The Euro crisis has served as a stark reminder of the fundamental importance of Germany to the larger European project. But the image of Germany as the dominant power in Europe is at odds with much of its recent history. Reluctant Meister is a wide-ranging study of Germany from the Holy Roman Empire through the Second and Third Reichs, and it asks not only how such a mature and developed culture could have descended into the barbarism of Nazism but how it then rebuilt itself within a generation to become an economic powerhouse. Perhaps most important, Stephen Green examines to what extent Germany will come to dominate its relationship with its neighbors in the European Union, and what that will mean.

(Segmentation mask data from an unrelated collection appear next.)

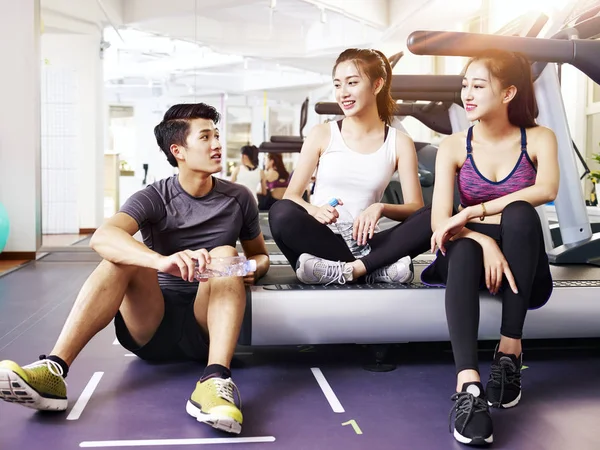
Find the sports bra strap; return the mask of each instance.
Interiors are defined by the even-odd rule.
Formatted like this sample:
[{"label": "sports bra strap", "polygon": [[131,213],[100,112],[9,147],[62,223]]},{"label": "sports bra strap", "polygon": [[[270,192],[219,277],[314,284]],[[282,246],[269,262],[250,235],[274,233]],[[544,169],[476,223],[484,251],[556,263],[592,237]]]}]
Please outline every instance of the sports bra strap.
[{"label": "sports bra strap", "polygon": [[[471,140],[473,139],[473,126],[469,127],[469,131],[467,131],[467,153],[471,153],[473,151],[473,146],[471,145]],[[527,133],[525,132],[525,128],[521,127],[521,151],[527,151]]]},{"label": "sports bra strap", "polygon": [[467,154],[471,154],[471,152],[473,151],[471,139],[473,139],[473,126],[470,126],[469,131],[467,131]]},{"label": "sports bra strap", "polygon": [[525,128],[521,127],[521,151],[527,151],[527,133],[525,132]]}]

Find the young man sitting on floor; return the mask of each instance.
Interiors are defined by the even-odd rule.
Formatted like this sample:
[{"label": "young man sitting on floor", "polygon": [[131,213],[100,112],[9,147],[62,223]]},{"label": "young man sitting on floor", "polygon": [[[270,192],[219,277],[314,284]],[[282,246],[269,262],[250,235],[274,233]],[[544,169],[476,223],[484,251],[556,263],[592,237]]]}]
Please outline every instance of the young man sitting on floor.
[{"label": "young man sitting on floor", "polygon": [[[212,176],[222,169],[212,106],[171,107],[154,133],[179,174],[132,195],[102,225],[91,247],[103,258],[87,279],[48,357],[20,367],[0,362],[0,398],[39,410],[65,410],[64,377],[92,337],[113,319],[123,347],[144,360],[206,362],[186,406],[200,422],[241,431],[230,362],[246,294],[269,268],[258,208],[250,191]],[[133,238],[141,231],[144,243]],[[236,241],[257,264],[245,278],[198,283],[213,258],[236,256]],[[209,345],[210,342],[210,345]]]}]

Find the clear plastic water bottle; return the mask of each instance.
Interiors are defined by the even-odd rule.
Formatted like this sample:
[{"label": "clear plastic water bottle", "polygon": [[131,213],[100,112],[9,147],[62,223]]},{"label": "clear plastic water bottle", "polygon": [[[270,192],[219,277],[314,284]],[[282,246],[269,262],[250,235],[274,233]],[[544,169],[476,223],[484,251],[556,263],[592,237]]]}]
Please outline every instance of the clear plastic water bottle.
[{"label": "clear plastic water bottle", "polygon": [[215,277],[244,277],[256,271],[256,261],[245,256],[227,256],[211,258],[204,272],[198,272],[196,266],[195,278],[198,281]]},{"label": "clear plastic water bottle", "polygon": [[352,230],[354,228],[354,218],[352,217],[352,214],[350,214],[346,208],[341,206],[336,198],[332,198],[328,203],[338,212],[339,217],[335,222],[335,226],[352,252],[352,255],[354,255],[355,258],[362,258],[371,253],[371,246],[368,243],[365,245],[358,245],[356,240],[352,237]]}]

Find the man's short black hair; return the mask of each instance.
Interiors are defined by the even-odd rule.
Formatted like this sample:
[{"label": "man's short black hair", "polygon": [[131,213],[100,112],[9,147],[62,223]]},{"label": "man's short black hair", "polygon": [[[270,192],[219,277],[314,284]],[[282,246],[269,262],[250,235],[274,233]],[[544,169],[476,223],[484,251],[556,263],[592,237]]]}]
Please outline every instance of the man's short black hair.
[{"label": "man's short black hair", "polygon": [[171,153],[171,145],[184,146],[190,132],[190,120],[212,120],[215,125],[221,118],[218,111],[206,103],[181,103],[173,105],[165,113],[161,123],[154,127],[156,143],[166,155],[169,164],[177,167],[177,159]]}]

"Green traces the relationship between Germany and Europe over 2,000 years, from the Germanic tribes' victory over the Romans to the Bundesrepublik's cautious response to Ukraine. He guides us deftly though politics and poetry, theology, and economics to allow the reader to understand how Germany-the reticent giant-sees itself and its role in the Europe of tomorrow. This is the history that is now shaping our continent: Green is the ideal person to help us understand it."
- Neil MacGregor, author of A History of the World in 100 Objects and Germany: The Memories of a Nation
"The best book of 2014 was Reluctant Meister, Stephen Green's superb analysis of German history and culture. . . . [The German] example is a lesson to the world, for good and for ill. Anyone who wants to understand that lesson should read Stephen Green's book."
- Globe and Mail
"For Stephen Green, Germany's greatest achievement has been in coming to terms with its history. 'The process of confrontation has been neither easy nor quick,' he says. 'There are many who have gone to their graves without being honest to themselves about their sins of omission and commission. But for all its imperfections, this atonement has been more thoroughgoing than in most other countries where human evil has been rampant within living memory.' It would be hard to put it better."
- Financial Times
"A readable and personal introduction to German history-and above all its art, literature and music."
- Times Literary Supplement
"The miracle, as Lord Green rightly points out, is that from this state of total collapse, Germany ... rose again to become a country with model democratic institutions and a highly successful economy."